01/16/2015 11:38 EST | Updated 01/16/2015 11:59 EST

Will Gadd, National Geographic 'Adventurer Of The Year,' Hails From Canmore

He has scaled the last of the ice atop Kilimanjaro. He has braved a waterfall with ice that can drop like a "guillotine's blade."

And he has travelled from B.C.'s Robson Valley to the United States border — not by road, but by paragliding across vast landscapes from mountain to mountain, for 35 days.

Canmore's Will Gadd, 47, has done more than enough to earn his "Captain Adventure" moniker. And now National Geographic has recognized the iceclimber/paraglider's feats by naming him one of its "Adventurers of the Year."

The magazine highlighted the paragliding trip as it recognized him and co-glider Gavin McClurg among 10 groups and individuals for their "remarkable achievement in exploration, adventure sports, conservation and humanitarianism."

"They look for things that are groundbreaking or different, and I guess I caught their eye," the Red Bull-sponsored Gadd told The Calgary Herald.

The paragliding trip across the Rocky Mountains began August 1, and saw the athletes fly as far as 50 miles (80.46 kilometres) in a single day when they couldn't find somewhere to land.

"It was absolutely terrifying terrain to fly through," McClurg told the magazine. "We had to break all the rules of cross-country flying to get through huge sections of the route.
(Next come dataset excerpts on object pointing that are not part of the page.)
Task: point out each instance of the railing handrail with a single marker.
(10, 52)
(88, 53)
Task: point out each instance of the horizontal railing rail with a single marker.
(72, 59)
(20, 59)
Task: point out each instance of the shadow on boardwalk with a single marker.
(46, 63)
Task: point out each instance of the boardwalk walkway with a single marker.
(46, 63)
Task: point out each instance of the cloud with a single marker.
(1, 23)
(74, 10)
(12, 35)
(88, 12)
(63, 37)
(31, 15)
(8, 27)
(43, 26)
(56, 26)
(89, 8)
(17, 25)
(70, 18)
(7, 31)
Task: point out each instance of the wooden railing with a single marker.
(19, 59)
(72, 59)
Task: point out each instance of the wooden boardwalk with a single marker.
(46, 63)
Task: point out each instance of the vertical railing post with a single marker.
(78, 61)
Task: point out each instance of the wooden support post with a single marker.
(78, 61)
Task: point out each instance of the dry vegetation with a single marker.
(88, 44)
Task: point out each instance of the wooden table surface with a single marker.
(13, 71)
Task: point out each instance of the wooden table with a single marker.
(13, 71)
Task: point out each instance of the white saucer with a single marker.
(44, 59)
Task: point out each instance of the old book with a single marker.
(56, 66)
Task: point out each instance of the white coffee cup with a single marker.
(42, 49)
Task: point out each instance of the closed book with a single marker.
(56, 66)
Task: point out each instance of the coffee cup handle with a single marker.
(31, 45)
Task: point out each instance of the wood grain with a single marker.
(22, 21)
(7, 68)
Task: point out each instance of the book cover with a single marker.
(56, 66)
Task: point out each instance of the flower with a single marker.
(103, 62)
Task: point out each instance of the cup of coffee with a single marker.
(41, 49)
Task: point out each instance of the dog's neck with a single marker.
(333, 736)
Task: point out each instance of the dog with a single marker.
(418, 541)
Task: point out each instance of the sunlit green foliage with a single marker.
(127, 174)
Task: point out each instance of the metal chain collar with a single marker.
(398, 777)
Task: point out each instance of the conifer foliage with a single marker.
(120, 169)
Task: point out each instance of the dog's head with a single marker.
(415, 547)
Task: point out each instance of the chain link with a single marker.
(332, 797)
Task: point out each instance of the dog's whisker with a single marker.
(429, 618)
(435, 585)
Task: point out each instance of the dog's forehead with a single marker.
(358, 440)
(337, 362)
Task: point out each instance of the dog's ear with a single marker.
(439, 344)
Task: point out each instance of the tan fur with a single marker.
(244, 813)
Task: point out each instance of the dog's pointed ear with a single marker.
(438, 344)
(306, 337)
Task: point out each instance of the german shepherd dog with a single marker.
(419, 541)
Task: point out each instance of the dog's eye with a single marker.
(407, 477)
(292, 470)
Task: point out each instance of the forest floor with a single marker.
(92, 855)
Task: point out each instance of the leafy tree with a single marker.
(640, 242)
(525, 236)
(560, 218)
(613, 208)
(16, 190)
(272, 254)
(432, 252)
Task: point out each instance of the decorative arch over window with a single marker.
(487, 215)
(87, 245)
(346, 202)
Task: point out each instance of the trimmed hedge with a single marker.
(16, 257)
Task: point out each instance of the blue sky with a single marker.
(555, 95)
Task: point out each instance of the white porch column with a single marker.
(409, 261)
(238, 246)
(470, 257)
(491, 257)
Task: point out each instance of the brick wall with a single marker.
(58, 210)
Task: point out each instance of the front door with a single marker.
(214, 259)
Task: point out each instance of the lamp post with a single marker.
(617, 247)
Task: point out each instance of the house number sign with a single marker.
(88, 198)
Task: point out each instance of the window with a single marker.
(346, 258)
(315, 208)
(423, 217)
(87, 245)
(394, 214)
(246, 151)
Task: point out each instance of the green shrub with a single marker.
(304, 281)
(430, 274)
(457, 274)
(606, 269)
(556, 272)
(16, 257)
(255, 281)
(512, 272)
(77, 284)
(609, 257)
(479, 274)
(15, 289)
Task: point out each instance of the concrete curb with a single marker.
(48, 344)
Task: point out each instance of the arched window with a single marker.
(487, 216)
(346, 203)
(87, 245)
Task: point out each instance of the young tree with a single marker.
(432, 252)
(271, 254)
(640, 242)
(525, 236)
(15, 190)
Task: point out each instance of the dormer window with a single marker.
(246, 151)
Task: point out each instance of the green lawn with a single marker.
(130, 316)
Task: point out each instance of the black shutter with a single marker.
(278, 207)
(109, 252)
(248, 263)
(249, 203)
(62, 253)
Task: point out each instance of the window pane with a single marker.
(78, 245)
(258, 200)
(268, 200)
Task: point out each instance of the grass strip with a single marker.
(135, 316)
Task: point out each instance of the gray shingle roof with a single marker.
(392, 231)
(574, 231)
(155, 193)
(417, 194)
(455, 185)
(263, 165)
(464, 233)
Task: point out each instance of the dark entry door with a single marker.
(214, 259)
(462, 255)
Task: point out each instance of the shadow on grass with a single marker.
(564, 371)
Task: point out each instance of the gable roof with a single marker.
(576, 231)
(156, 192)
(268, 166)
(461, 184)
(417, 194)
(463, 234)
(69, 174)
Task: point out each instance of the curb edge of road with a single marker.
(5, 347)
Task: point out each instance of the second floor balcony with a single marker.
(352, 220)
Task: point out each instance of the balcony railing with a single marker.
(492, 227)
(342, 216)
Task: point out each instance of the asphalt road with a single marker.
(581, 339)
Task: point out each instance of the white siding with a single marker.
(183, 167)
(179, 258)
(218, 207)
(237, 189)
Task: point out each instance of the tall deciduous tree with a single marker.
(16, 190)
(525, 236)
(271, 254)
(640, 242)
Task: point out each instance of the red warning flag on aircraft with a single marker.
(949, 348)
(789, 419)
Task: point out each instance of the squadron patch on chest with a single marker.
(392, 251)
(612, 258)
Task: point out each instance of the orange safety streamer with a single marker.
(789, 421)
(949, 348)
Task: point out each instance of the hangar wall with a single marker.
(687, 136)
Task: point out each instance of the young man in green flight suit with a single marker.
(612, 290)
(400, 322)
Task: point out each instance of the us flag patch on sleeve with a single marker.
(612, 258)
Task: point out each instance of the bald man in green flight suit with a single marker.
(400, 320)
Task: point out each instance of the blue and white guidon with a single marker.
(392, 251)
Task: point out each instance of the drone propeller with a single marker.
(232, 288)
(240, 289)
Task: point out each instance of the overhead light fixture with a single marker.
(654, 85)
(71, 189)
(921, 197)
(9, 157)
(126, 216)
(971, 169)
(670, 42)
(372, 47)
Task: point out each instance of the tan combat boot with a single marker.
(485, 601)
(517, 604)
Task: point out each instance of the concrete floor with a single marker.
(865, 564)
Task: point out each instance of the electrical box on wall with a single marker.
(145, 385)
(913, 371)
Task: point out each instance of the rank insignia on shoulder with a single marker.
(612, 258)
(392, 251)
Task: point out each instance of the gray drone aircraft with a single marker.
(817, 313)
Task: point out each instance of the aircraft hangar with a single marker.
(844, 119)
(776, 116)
You just don't fly over terrain where you can't land, and we had to do it continuously."

The trip was just one of Gadd's highlights in 2014.

Early in the year, he scaled B.C.'s Helmcken Falls, a 141-metre ice and rock climb that is considered one of the most difficult in the world, the Herald said.

The falls produce icicles that fall like the blade of a guillotine, described The Globe and Mail, but Gadd managed to keep his head as he climbed it in eight hours.

To cap off an exciting 2014, he also took a November trip to climb receding glaciers on top of Kilimanjaro which, a video pointed out, could disappear due to climate change in the next five years.

Temperatures at that height (6,000 metres) would freeze at night, but go above the freezing level when the sun was up. It meant that Gadd would "literally climb stuff that wouldn't be there the next day."

But what's next for the intrepid climber? Just last weekend he won the elite mixed climbing competition at Colorado's Ouray Ice Festival, and it seems unlikely he'll ramp down his stunts anytime soon.

"These are lifelong sports," he told the Herald. "If a 47-year-old can still win competitions and win awards, it is something you can do your whole life."